If the system is aimed vertically and activated during horizontal flight, it may be possible for the aircraft to swing up above the level of the canopy. There will be an excessive loss of altitude and the plane will swing excessively, taking longer to stabilize.
It has been verified through tests during horizontal flight, that by firing the parachute off to the side, minimum altitude is lost. Because most documented activations have been in a similar flight attitude, it can be assumed that the optimal position would be to aim the rescue system to the side, and up from 0° to 45°. It is important to consider the position of the aircraft stabilization rudder and the elevator.
When the system is aimed to the side, the canopy will begin to fill and pull the plane into a gentle circle and stabilize it very quickly. The altitude loss is less than by aiming vertically upward.
It is important to consider the weight of the rescue system and the impact of its placement on the location of the center of gravity of the airplane!
It is not allowed to mount the rescue system on aircraft parts which strongly vibrate (landing gear, motor mount, etc.) or near fuel tanks or fuel lines; a fireproof bulkhead may be the solution. The rocket motor must be positioned so as not to threaten the crew! The suspension cables must be routed in such a way so that when tightened during parachute activation, they do not injure the crew!
The aircraft suspension points must be in a stable configuration so that the landing gear contacts the ground first; this requires at least 3, preferably 4 anchorage points. For low wing aircraft, it is recommended to adjust the suspension such that the wing tip makes first contact with the earth and then gradually the landing gear. This rolling considerably reduces the landing impact.
The location of the cover must be such that the deployment of the rescue system is not compromised.
The edges of the opening for the rescue system nor any other component must not be sharp! Sharp edges will damage the rescue system. The rocket and softpack axis must be perpendicular to the exit surface.
From a physiological point of view, one has the most strength with bent arms around one’s lap in the seated position. With the pilots sitting side-by-side, the best location for the handle would be on the instrument panel between both pilots. The handle must be within reach of the hand from a seated position with the neck and back firmly placed against the seat.

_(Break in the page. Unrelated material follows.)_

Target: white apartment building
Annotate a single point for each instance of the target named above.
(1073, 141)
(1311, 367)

After the activation handle is pulled, the movement is mechanically transposed by cable to an ignition device, which activates two igniters in the rocket combustion chamber. Through combustion, gases expand, and escape under high pressure from the combustion chamber through a nozzle which propels the rocket out of the aircraft. The rocket deflects specially designed aircraft cover. The rocket has a sharp tip enabling it to break through a specially designed softer cover materials. As the rocket is propelled, it pulls a cable which opens the parachute container. The parachute hidden in the parachute sleeve is briskly pulled out and away of the aircraft with its connecting chord by the rocket. The parachute sleeve slides back from the canopy in the direction of the apex vent, ensuring the canopy is smoothly and symmetrically loaded at low or high speeds.
This design prevents the canopy from an uncontrolled fill which would damage the canopy. Additionally, the design eliminates potential damage while being extracted out of the aircraft, reduces excessive forces incurred during deployment, and it restricts asymmetric filling of the canopy.
The parachute of the MAGNUM rescue systems are designed to fully open in the shortest possible time, but with increased damping during the canopy deployment. Some types of parachute have a slider to help reduce possible overloading.
It is generally recommended to activate the rescue system at heights greater than 200m above ground! Even at lesser heights, the MAGNUM rescue system may save your life.
Nonetheless, it is necessary to be aware that the success of low altitude recovery will always depend on your horizontal and vertical speeds at the moment of activation.
Our rescue systems are also tested at a speed of 100 km/h. In these tests the minimum safe deployment altitude during horizontal flight is measured. This altitude shows our tables of all RS.
Referring to numerous years of experience, it is key to note that the MAGNUM rescue system may work even at very low altitudes and save human lives. In emergencies, it is recommended to activate the MAGNUM rescue system even at altitudes which are below limits; even this option offers a considerable chance of rescue!